In a dusty, massive chest in the basement of a home in Tacoma, Wash., retired University of Victoria psychology professor Charles Tolman found a key.

Not a real, physical key, mind you. A metaphorical one. It was the key to completing the puzzle of the Sooke Flowline B次元官网网址 a massive engineering feat in the early 1900s that is the foundation of how the Capital Region gets its potable water, even to this day.

He didnB次元官网网址檛 know thatB次元官网网址檚 what heB次元官网网址檇 found, though.

B次元官网网址淭here were all these old photographs,B次元官网网址 says Eric Tolman, CharlesB次元官网网址 son, who teaches social studies at Belmont secondary and has made a film about his fatherB次元官网网址檚 book, Bringing Water to Victoria, recently published by the Sooke Region Museum.

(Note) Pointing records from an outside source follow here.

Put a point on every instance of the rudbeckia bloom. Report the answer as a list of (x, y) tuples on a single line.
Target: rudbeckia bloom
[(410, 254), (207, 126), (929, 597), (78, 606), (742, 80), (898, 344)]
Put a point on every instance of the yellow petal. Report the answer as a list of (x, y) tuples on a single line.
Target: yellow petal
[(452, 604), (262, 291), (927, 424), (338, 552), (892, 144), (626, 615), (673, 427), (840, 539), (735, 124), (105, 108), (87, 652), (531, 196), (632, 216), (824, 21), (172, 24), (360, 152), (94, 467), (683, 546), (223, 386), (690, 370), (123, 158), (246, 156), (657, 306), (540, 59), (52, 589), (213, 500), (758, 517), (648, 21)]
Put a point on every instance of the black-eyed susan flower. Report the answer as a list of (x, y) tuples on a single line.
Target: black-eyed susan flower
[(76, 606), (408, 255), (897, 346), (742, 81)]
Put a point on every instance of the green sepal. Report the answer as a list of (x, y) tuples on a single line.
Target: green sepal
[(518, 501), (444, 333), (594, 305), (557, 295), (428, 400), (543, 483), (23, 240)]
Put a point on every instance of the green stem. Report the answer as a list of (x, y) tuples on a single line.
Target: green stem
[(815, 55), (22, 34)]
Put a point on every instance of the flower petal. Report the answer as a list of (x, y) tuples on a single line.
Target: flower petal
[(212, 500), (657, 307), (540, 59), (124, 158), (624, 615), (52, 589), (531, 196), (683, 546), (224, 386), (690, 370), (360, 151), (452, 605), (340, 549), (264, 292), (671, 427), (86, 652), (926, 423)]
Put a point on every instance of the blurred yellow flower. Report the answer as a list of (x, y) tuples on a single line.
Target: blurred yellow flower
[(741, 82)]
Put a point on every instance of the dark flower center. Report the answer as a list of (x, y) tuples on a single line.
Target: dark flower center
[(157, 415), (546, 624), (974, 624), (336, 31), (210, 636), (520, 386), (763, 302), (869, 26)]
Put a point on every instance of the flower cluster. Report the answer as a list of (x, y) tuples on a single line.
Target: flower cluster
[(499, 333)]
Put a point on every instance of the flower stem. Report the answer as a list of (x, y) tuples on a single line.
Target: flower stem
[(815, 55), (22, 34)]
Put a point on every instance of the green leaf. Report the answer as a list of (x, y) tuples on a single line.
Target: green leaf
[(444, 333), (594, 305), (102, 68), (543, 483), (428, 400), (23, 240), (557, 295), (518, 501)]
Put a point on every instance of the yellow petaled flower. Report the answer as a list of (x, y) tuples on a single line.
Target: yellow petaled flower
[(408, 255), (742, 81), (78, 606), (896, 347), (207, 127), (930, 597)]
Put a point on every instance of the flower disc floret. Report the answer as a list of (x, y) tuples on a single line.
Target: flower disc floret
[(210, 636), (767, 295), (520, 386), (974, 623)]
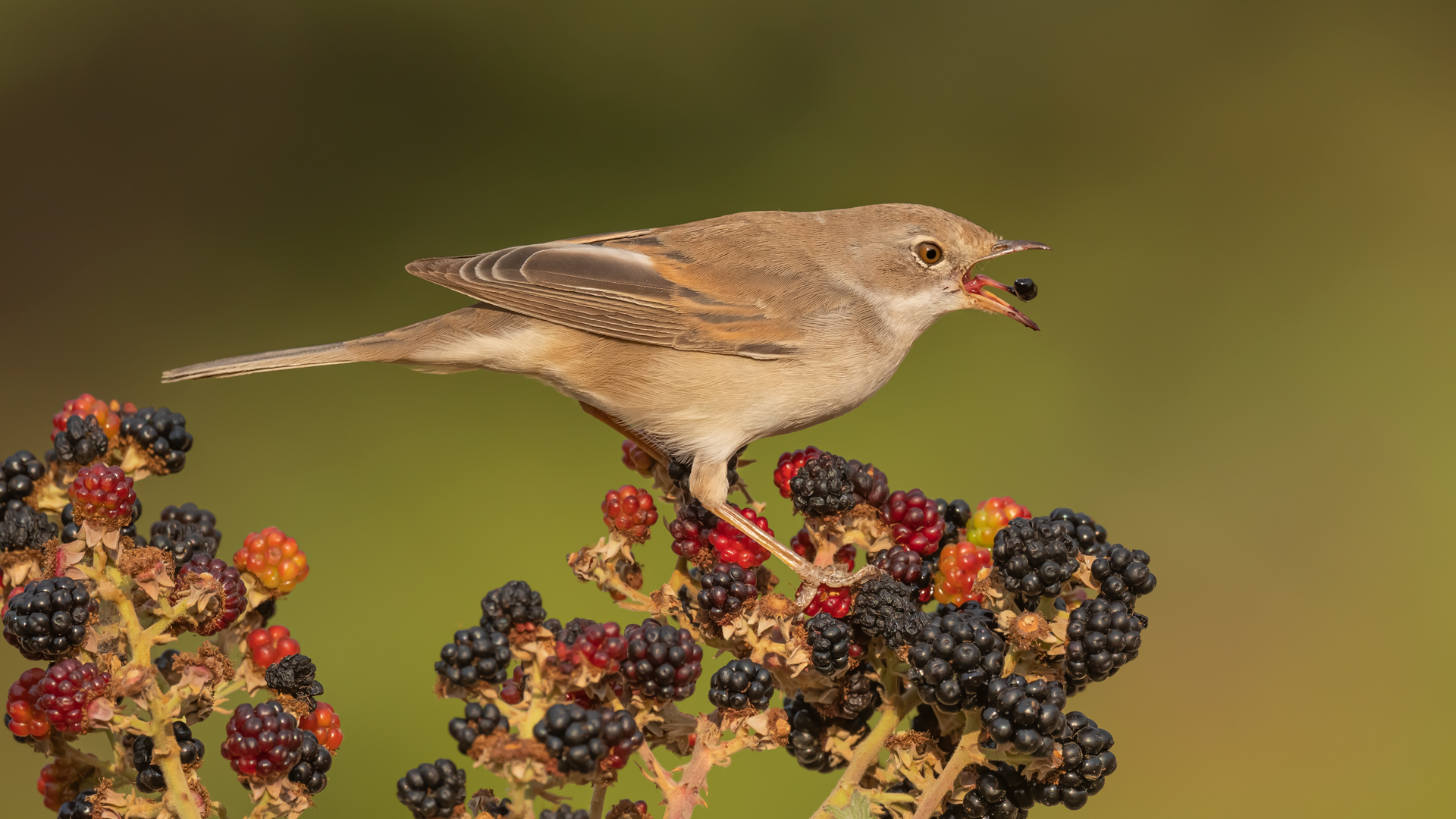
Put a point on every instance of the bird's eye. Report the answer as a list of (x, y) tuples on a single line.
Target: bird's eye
[(929, 253)]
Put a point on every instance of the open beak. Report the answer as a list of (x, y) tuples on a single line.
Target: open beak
[(974, 283)]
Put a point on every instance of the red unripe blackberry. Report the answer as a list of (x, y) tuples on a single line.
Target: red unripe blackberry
[(231, 598), (629, 510), (663, 662), (871, 485), (908, 567), (264, 742), (324, 723), (267, 646), (789, 465), (47, 620), (913, 521), (433, 790), (742, 684), (102, 494)]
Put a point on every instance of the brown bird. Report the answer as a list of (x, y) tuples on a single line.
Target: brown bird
[(733, 328)]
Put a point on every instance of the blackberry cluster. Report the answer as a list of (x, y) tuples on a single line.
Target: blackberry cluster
[(871, 485), (1036, 557), (742, 684), (821, 487), (956, 656), (433, 790), (513, 604), (162, 433), (1087, 761), (663, 662), (47, 621), (187, 531), (1123, 575), (1025, 714), (149, 776), (478, 654), (1091, 537), (479, 720), (24, 528), (1101, 639), (82, 442), (727, 589), (580, 738), (908, 567), (887, 608), (830, 643)]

Many of those photographs were of his great cousin, Harry Huston Crawford, an engineer from Missouri who worked on railroads in the early 1900s. Crawford, Eric says, needed a break from building railroads, so he took a job in a faraway town called Victoria to work on a pipeline project while he was on his way to Alaska, because he thought it sounded interesting.

It turns out Crawford was something of a documentarian. He took hundreds of photographs and made books of notes on the project. Charles took these documents, cross referenced them with source material from the time period B次元官网网址 such as archived newspaper articles and other documents B次元官网网址 and fleshed out the story of how the Sooke Flowline came to be.

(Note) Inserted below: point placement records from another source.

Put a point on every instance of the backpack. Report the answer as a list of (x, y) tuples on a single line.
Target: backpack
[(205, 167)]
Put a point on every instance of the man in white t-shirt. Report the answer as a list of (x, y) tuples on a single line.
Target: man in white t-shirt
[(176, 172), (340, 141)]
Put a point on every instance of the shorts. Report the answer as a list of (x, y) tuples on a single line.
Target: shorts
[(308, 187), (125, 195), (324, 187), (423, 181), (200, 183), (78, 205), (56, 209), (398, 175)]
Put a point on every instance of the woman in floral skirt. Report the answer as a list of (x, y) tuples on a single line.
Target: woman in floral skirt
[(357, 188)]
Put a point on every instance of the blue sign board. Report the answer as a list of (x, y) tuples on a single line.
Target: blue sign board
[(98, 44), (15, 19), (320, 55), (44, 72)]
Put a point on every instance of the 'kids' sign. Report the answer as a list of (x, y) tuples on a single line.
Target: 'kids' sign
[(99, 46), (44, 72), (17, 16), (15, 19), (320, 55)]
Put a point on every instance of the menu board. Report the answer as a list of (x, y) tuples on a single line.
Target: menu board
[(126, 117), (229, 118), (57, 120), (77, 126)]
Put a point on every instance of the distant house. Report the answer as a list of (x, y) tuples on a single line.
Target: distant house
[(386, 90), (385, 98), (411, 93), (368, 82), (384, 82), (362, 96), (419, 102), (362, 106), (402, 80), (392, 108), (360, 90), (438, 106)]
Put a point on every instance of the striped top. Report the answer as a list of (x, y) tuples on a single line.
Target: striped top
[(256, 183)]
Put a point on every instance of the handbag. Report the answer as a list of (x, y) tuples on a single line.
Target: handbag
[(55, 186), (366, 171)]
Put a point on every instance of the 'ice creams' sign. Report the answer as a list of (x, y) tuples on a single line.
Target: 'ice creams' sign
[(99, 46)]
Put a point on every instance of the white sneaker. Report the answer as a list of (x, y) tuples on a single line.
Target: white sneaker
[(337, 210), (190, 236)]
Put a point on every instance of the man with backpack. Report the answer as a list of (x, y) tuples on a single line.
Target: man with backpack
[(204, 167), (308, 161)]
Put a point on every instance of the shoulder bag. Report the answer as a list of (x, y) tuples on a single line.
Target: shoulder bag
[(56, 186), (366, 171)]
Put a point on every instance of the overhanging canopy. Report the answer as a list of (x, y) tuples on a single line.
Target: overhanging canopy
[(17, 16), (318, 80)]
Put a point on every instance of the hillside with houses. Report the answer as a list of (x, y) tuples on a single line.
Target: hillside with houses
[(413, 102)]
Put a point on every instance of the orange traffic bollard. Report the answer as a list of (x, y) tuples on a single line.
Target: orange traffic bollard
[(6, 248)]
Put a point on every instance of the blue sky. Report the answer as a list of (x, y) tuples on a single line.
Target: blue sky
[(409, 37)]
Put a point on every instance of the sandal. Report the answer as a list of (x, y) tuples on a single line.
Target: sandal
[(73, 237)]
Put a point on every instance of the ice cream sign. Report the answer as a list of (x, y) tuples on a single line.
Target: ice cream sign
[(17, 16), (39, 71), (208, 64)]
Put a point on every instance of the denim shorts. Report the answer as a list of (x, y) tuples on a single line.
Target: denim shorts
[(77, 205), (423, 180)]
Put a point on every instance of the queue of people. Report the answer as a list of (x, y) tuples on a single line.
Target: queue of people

Curators at the Sooke Region Museum were thrilled when they discovered these pieces of our regionB次元官网网址檚 history had been found, and were happy to help Charles turn his meticulous research into a book.

The decision to get VictoriaB次元官网网址檚 water from Sooke Lake was driven by the fact that the Goldstream lakes were, at the time, controlled by the Esquimalt Waterworks Company (EWC). Politicians of the day determined that water should be a publicly owned resource, rather than bought and sold.

The water in Beaver and Elk lakes, piped to homes and businesses at the time, was not of a high quality and people were calling for a solution, with the population growing.

B次元官网网址淥nce Victoria decided to go to Sooke Lake (for their water), they first had to find a way to get the water from there to Victoria, obviously,B次元官网网址 Eric says.

They had to build a concrete flowline B次元官网网址 essentially a series of short concrete sections of tube, four or five feet wide and four feet in diameter, grouted together one by one along the length of the route.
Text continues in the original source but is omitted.